Patch-clamp recordings in isolated cardiomyocytes. Isolated left ventricular myocytes were obtained by collagenase type II (Worthington Biochemical) digestion (90 U/mg) of young rabbit hearts (60–70 days), as described elsewhere (25). Rod-shaped cells with well-defined striations and without sarcolemmal blebs were selected for electrophysiological studies under a Nikon TMD inverted microscope equipped with phase contrast. Cells were continuously superfused with external solution at room temperature.

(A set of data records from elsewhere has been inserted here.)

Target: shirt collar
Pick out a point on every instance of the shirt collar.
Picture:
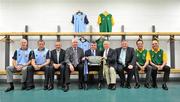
(41, 49)
(58, 50)
(157, 50)
(140, 50)
(23, 49)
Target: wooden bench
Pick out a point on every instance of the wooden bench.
(3, 72)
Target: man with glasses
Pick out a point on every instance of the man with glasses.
(158, 62)
(94, 52)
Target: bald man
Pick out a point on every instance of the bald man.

The whole cell configuration of the patch-clamp technique (14) was used to measure both ionic currents and action potentials. An amplifier (model 200B, Axon Instruments; Burlingame, CA) was connected to the preparation via salt bridges (2.5% agar in the pipette solution) and Ag/AgCl electrodes and set in voltage- or current-clamp mode, depending on the experiment. The voltage protocol used to record calcium currents consisted of a holding potential of –90 mV, a prepulse to –40 mV, and a sequence of pulses ranging from –70 to +70 mV, 350 ms in duration. Ca²⁺ current (I_Ca) amplitude was measured as the difference between the peak inward current and the current value at the end of the depolarization step, which was previously "baseline corrected." The baseline was set as the average between all the current traces at the very end of the depolarization pulse (350 ms). After that, the baseline value is nearly 0 pA and calcium current was measured as described above.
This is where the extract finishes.